Laryngo Voice
A Laryngectomy. This is an operation in which the patient’s entire larynx, including the vocal cords, is removed. The permanent loss of the ability to speak changes the quality of a person’s life. This is something we decided to change, along with help from our colleagues at the University of West Bohemia in Pilsen (ZČU).
The Laryngo Voice solution offers the preservation and even continued use of a person’s unique voice for communication. The patient’s voice is generated on the basis of stored recordings of phonetically rich sentences from the period prior to the operation.
The voice synthesizer is installed on a portable device (i.e. a mobile phone, tablet, notebook) and the patient can adjust the artificially created voice themselves. This cutting-edge solution ensures a close likeness of the artificially generated voice to the patient’s original voice.
The voice preservation process
The first phase of the voice synthesis process is a sound recording of the patient’s voice before the operation, which is performed in a specialised recording studio.
Texts are carefully compiled and recorded so as to effectively capture a wide range of the specific characteristics of the individual patient’s vocal expression. After recording the patient’s voice, the recording is checked and a phonetic-prosodic analysis is performed. The result is a voice module compatible with the following voice synthesis methods:
- Statistical-parametric voice synthesis (speech is generated on the basis of statistical models, using Markov models)
- Unit selection (speech originates by the linking of carefully selected short segments of actual speech)
We are directing our current development of the system towards full automation, which would not require any human assistance during the entire process. The patient would thus create a program on their own, which would read assigned text with the patient’s own, synthetized voice, and would then install the program on a device of their choosing.

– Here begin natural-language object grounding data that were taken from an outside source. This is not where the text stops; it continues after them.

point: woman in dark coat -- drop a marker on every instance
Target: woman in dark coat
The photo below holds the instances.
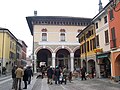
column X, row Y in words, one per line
column 25, row 78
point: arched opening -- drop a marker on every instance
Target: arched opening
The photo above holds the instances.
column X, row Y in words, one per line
column 117, row 66
column 91, row 65
column 105, row 67
column 44, row 55
column 77, row 62
column 84, row 65
column 62, row 58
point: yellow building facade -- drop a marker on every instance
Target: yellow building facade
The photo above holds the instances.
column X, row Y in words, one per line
column 7, row 49
column 87, row 47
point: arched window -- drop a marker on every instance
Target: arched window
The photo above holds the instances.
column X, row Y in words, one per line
column 44, row 34
column 62, row 34
column 62, row 37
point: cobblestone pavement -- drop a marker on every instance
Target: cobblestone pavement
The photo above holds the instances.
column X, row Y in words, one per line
column 92, row 84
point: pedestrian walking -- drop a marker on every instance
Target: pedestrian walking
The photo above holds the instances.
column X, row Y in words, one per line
column 70, row 76
column 43, row 72
column 25, row 77
column 61, row 78
column 83, row 73
column 14, row 77
column 19, row 75
column 57, row 75
column 30, row 74
column 49, row 75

Currently available solutions dealing with the creation of personal synthetic speech systems mostly focus on statistical-parametric speech synthesis. The average statistical model created using a large number of different voices tends to be adapted to a specific user based on their voice recordings. However, the similarity of the resulting output with the person’s voice is usually not satisfactory.
Laryngo Voice and its testing
From the very beginning of the project, we have been closely cooperating with the Department of Otorhinolaryngology and Head and Neck Surgery in Motol University Hospital and First Faculty of Medicine, Charles University.